The course is diabolical.

The rain is on its way. The wind is twisting. The pints are flowing.

I have been blessed to attend more than a few cool sporting events, but on a bucket list that includes Super Bowls, decisive World Series games, the Masters, Olympic gold medal games in baseball and men’s hoops, Final Fours, the Kentucky Derby, the Indy 500 and more, the British Open is high on the list of things I have not done but would love to.

This and that

› So John Malkovich’s villain turn in “Fantastic Four” was cut. It also happened to Kevin Costner in “The Big Chill” as his character — the corpse that drew all those former college friends back together — was removed from the final cut.

› Braves did not lose. That’s a good thing, right?

› Auburn wide receiver Malcolm Simmons was arrested on domestic assault charges.
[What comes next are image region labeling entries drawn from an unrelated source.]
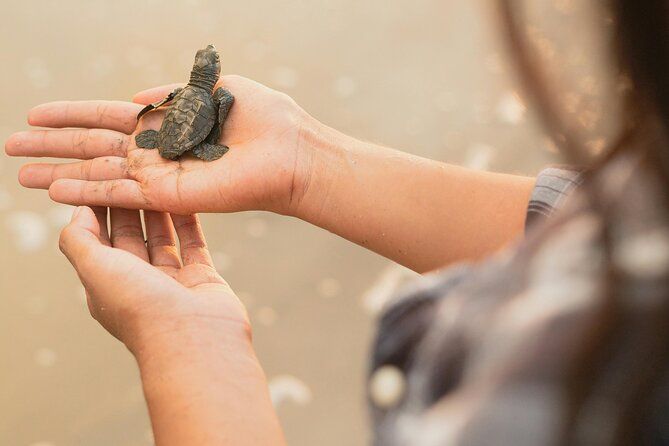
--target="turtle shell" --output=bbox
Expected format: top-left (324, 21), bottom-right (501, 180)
top-left (158, 86), bottom-right (216, 159)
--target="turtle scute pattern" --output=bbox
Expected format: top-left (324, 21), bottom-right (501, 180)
top-left (158, 90), bottom-right (216, 157)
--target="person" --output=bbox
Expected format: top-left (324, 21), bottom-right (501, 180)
top-left (6, 0), bottom-right (669, 445)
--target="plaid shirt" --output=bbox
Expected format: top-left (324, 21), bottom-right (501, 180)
top-left (368, 161), bottom-right (669, 446)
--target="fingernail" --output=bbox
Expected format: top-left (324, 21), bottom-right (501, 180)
top-left (70, 206), bottom-right (81, 222)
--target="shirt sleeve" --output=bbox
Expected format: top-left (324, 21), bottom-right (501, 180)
top-left (525, 167), bottom-right (583, 231)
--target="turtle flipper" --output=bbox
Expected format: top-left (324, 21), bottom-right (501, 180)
top-left (214, 87), bottom-right (235, 125)
top-left (135, 130), bottom-right (158, 149)
top-left (137, 87), bottom-right (183, 121)
top-left (193, 141), bottom-right (230, 161)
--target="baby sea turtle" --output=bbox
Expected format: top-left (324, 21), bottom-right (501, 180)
top-left (135, 45), bottom-right (235, 161)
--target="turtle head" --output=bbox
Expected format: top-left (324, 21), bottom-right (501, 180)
top-left (191, 45), bottom-right (221, 88)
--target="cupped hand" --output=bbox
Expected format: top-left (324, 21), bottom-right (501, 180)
top-left (60, 206), bottom-right (250, 354)
top-left (5, 76), bottom-right (311, 214)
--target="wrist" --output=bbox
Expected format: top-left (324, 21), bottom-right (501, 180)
top-left (285, 116), bottom-right (357, 223)
top-left (125, 316), bottom-right (252, 368)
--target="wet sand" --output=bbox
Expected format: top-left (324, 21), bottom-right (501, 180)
top-left (0, 0), bottom-right (612, 446)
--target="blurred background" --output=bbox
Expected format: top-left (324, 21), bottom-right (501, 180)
top-left (0, 0), bottom-right (624, 446)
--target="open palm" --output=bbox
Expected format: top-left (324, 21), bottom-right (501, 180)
top-left (6, 76), bottom-right (306, 214)
top-left (60, 207), bottom-right (250, 351)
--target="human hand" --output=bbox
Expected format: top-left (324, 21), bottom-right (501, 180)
top-left (60, 207), bottom-right (250, 355)
top-left (5, 76), bottom-right (313, 214)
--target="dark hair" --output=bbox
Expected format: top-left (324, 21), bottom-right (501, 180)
top-left (499, 0), bottom-right (669, 445)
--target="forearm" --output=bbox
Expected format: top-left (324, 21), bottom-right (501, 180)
top-left (136, 321), bottom-right (284, 446)
top-left (294, 120), bottom-right (534, 272)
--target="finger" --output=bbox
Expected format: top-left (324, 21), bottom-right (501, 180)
top-left (91, 206), bottom-right (111, 246)
top-left (132, 83), bottom-right (185, 105)
top-left (59, 206), bottom-right (102, 270)
top-left (172, 214), bottom-right (214, 267)
top-left (49, 179), bottom-right (149, 210)
top-left (28, 101), bottom-right (142, 134)
top-left (19, 156), bottom-right (129, 189)
top-left (144, 211), bottom-right (181, 268)
top-left (5, 129), bottom-right (130, 159)
top-left (109, 208), bottom-right (149, 262)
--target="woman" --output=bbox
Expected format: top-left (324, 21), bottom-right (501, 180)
top-left (6, 0), bottom-right (669, 445)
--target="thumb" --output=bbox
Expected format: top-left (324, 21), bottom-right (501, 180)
top-left (59, 206), bottom-right (102, 266)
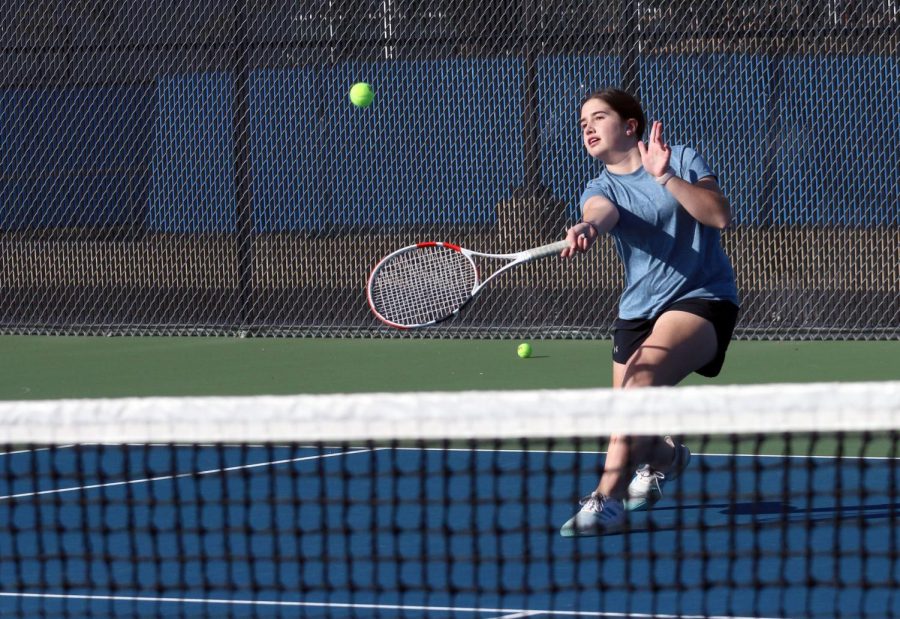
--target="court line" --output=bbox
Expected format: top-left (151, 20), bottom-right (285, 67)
top-left (0, 449), bottom-right (378, 501)
top-left (0, 591), bottom-right (777, 619)
top-left (0, 443), bottom-right (900, 462)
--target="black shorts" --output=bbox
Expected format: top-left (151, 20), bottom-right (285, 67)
top-left (613, 299), bottom-right (740, 377)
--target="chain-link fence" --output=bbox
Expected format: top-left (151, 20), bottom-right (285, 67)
top-left (0, 0), bottom-right (900, 339)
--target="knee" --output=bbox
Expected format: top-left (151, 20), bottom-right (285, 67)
top-left (622, 363), bottom-right (656, 389)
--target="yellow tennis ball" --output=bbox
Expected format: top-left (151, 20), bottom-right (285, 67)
top-left (350, 82), bottom-right (375, 107)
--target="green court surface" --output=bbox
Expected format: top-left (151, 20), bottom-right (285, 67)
top-left (0, 336), bottom-right (900, 400)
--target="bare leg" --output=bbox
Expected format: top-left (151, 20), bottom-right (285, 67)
top-left (597, 311), bottom-right (716, 499)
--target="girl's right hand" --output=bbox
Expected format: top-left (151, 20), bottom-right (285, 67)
top-left (560, 221), bottom-right (598, 258)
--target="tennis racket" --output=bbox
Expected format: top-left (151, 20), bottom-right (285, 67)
top-left (366, 241), bottom-right (569, 329)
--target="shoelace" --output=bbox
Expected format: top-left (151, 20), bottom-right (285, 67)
top-left (578, 492), bottom-right (605, 514)
top-left (637, 465), bottom-right (666, 492)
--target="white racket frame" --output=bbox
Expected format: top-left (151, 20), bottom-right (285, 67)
top-left (366, 241), bottom-right (569, 329)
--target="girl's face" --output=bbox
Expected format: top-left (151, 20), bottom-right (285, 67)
top-left (580, 99), bottom-right (637, 160)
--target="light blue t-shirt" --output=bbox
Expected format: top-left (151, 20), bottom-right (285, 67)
top-left (581, 146), bottom-right (738, 320)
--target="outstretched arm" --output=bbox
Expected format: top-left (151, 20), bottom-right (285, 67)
top-left (638, 120), bottom-right (731, 229)
top-left (561, 196), bottom-right (619, 258)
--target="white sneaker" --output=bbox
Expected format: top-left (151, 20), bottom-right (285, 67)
top-left (624, 436), bottom-right (691, 512)
top-left (559, 492), bottom-right (625, 537)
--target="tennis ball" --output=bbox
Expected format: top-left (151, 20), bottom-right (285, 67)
top-left (350, 82), bottom-right (375, 107)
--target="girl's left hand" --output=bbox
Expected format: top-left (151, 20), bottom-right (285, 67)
top-left (638, 120), bottom-right (672, 176)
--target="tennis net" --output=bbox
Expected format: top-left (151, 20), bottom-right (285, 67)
top-left (0, 382), bottom-right (900, 619)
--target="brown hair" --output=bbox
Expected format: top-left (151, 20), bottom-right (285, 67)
top-left (578, 88), bottom-right (647, 140)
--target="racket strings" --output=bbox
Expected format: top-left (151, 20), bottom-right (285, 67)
top-left (371, 247), bottom-right (476, 326)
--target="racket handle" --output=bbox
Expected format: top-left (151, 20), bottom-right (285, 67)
top-left (519, 241), bottom-right (569, 260)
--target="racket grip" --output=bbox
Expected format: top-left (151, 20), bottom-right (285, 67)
top-left (520, 241), bottom-right (569, 260)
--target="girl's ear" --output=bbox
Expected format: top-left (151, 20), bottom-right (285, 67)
top-left (625, 118), bottom-right (640, 137)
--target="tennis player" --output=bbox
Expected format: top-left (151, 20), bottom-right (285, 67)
top-left (560, 89), bottom-right (738, 537)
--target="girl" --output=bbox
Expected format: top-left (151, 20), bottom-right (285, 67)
top-left (560, 89), bottom-right (738, 537)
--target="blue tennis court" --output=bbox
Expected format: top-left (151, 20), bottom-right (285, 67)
top-left (0, 445), bottom-right (900, 619)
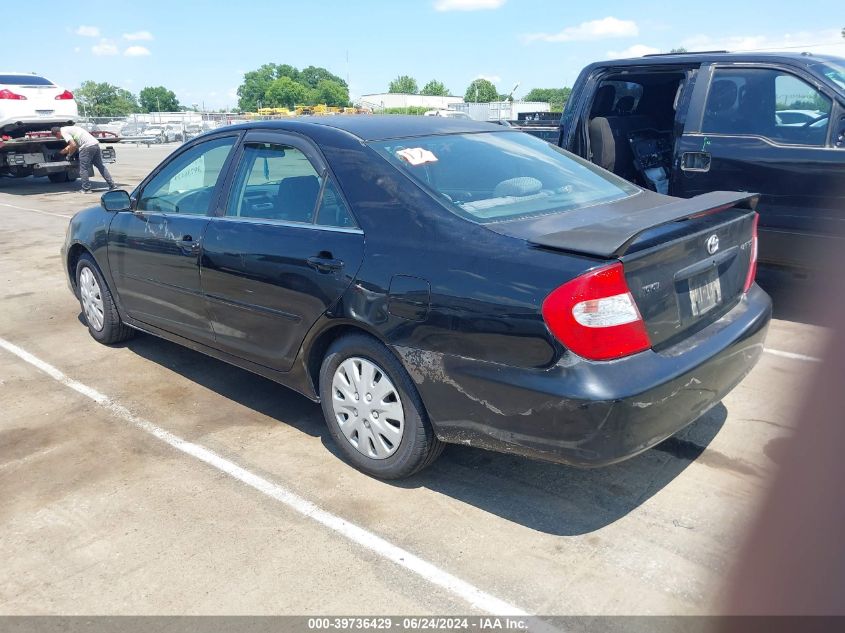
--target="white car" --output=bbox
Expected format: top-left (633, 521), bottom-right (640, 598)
top-left (0, 72), bottom-right (79, 136)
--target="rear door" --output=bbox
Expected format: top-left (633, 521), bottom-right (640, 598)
top-left (108, 134), bottom-right (238, 344)
top-left (670, 64), bottom-right (845, 266)
top-left (202, 132), bottom-right (364, 371)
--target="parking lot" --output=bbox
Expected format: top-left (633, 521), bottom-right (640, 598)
top-left (0, 146), bottom-right (826, 615)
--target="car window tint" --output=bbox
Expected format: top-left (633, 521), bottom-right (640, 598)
top-left (371, 130), bottom-right (640, 222)
top-left (317, 180), bottom-right (356, 228)
top-left (137, 136), bottom-right (236, 215)
top-left (702, 68), bottom-right (831, 146)
top-left (226, 143), bottom-right (322, 223)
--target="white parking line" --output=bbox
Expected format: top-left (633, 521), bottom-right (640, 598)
top-left (0, 202), bottom-right (73, 218)
top-left (0, 338), bottom-right (532, 616)
top-left (763, 347), bottom-right (822, 363)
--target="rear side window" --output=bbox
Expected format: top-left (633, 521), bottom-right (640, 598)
top-left (702, 68), bottom-right (832, 146)
top-left (371, 132), bottom-right (639, 223)
top-left (137, 136), bottom-right (235, 215)
top-left (226, 143), bottom-right (355, 228)
top-left (226, 143), bottom-right (322, 223)
top-left (0, 75), bottom-right (54, 86)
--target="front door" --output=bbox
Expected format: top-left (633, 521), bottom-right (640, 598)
top-left (202, 132), bottom-right (364, 371)
top-left (670, 66), bottom-right (845, 266)
top-left (108, 135), bottom-right (237, 343)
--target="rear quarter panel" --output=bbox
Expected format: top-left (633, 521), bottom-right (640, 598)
top-left (314, 133), bottom-right (597, 367)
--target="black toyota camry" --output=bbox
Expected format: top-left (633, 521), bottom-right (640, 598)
top-left (63, 116), bottom-right (771, 478)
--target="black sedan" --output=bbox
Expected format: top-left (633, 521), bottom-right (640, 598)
top-left (63, 116), bottom-right (771, 478)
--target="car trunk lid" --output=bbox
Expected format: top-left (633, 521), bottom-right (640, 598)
top-left (487, 192), bottom-right (756, 349)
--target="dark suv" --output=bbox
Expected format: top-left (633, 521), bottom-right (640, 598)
top-left (559, 52), bottom-right (845, 268)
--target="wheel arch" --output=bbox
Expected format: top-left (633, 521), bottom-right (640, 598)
top-left (65, 242), bottom-right (92, 292)
top-left (301, 319), bottom-right (404, 397)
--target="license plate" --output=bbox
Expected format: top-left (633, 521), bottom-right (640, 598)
top-left (689, 268), bottom-right (722, 316)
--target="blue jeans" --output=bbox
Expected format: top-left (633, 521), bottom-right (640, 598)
top-left (79, 145), bottom-right (114, 191)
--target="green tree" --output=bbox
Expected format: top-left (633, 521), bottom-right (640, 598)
top-left (525, 88), bottom-right (572, 112)
top-left (311, 79), bottom-right (349, 107)
top-left (263, 77), bottom-right (309, 108)
top-left (387, 75), bottom-right (418, 95)
top-left (73, 81), bottom-right (139, 116)
top-left (238, 64), bottom-right (348, 112)
top-left (238, 64), bottom-right (278, 112)
top-left (464, 78), bottom-right (499, 103)
top-left (300, 66), bottom-right (349, 88)
top-left (138, 86), bottom-right (179, 112)
top-left (420, 79), bottom-right (449, 97)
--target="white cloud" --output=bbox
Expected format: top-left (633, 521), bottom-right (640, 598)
top-left (123, 46), bottom-right (151, 57)
top-left (607, 44), bottom-right (660, 59)
top-left (473, 75), bottom-right (502, 84)
top-left (74, 24), bottom-right (100, 37)
top-left (681, 29), bottom-right (845, 56)
top-left (434, 0), bottom-right (505, 11)
top-left (123, 31), bottom-right (155, 42)
top-left (522, 16), bottom-right (640, 42)
top-left (91, 40), bottom-right (119, 57)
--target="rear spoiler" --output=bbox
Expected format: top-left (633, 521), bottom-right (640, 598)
top-left (529, 191), bottom-right (758, 259)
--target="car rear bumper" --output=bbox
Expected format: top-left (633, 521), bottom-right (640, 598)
top-left (397, 285), bottom-right (771, 467)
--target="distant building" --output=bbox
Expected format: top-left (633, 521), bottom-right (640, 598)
top-left (360, 92), bottom-right (464, 112)
top-left (452, 101), bottom-right (551, 121)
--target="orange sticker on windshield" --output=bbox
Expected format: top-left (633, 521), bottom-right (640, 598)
top-left (396, 147), bottom-right (437, 167)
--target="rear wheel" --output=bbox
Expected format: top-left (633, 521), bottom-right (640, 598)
top-left (76, 253), bottom-right (135, 345)
top-left (320, 334), bottom-right (443, 479)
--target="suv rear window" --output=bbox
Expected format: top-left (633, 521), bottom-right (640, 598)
top-left (0, 75), bottom-right (53, 86)
top-left (370, 131), bottom-right (639, 223)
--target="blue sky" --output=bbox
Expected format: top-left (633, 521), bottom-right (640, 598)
top-left (0, 0), bottom-right (845, 108)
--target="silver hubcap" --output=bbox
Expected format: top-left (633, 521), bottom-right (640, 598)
top-left (332, 357), bottom-right (405, 459)
top-left (79, 266), bottom-right (103, 332)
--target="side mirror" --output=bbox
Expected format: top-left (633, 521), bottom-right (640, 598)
top-left (100, 189), bottom-right (132, 212)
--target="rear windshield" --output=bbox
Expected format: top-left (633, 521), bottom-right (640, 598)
top-left (0, 75), bottom-right (53, 86)
top-left (371, 130), bottom-right (639, 223)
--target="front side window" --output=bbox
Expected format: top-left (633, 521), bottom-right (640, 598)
top-left (137, 136), bottom-right (237, 215)
top-left (702, 68), bottom-right (831, 146)
top-left (371, 131), bottom-right (640, 223)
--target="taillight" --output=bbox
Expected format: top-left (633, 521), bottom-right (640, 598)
top-left (543, 262), bottom-right (651, 360)
top-left (0, 88), bottom-right (26, 101)
top-left (742, 213), bottom-right (760, 292)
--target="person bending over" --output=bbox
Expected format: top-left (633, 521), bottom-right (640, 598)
top-left (50, 125), bottom-right (116, 193)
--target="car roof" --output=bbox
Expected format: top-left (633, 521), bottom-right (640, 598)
top-left (219, 114), bottom-right (502, 141)
top-left (590, 51), bottom-right (845, 66)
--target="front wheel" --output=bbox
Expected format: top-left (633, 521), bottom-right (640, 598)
top-left (320, 334), bottom-right (443, 479)
top-left (76, 253), bottom-right (135, 345)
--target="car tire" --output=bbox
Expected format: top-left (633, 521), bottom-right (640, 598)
top-left (320, 334), bottom-right (444, 479)
top-left (76, 253), bottom-right (135, 345)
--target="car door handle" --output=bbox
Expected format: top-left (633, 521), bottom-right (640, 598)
top-left (176, 235), bottom-right (200, 255)
top-left (681, 152), bottom-right (711, 172)
top-left (305, 254), bottom-right (343, 273)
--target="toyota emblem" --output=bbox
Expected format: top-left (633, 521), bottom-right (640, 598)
top-left (706, 235), bottom-right (719, 255)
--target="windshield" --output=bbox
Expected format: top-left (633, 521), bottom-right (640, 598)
top-left (818, 60), bottom-right (845, 90)
top-left (371, 130), bottom-right (639, 223)
top-left (0, 75), bottom-right (53, 86)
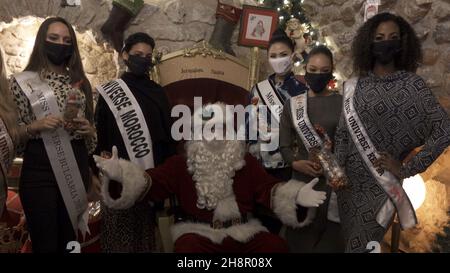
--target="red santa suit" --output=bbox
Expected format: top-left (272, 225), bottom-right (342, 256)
top-left (94, 103), bottom-right (325, 253)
Been a busy stretch for the AU athletics legal team — do they need to get Gary? — since point guard Tahaad Pettiford got pinched for a DUI and linebacker DJ Barker — no relation to Bob (that I am aware of) — was arrested on multiple drug charges last week.

› The ESPYs were last night. I did not watch. Here’s the list of winners. Heard Shane Gillis was a good host.

› Here’s Paschall with a report on Alabama Coach Kalen DeBoer heading into Year 2 with the Tide.

Today’s questions

It’s the ol’ AGT — Anything Goes Thursday — so fire away.

We’ll start with a couple for you:

› Which SEC QB1 do you wish was starting for your favorite team?

› Shouldn’t college football players be allowed to go back to school if they are unhappy with their draft position, like baseball players can?

› Did you watch any of The ESPYs?

As for today, July 17, let’s review:

Donald Sutherland would have been 90 today. What’s on a sneaky great Rushmore for Keifer’s old man?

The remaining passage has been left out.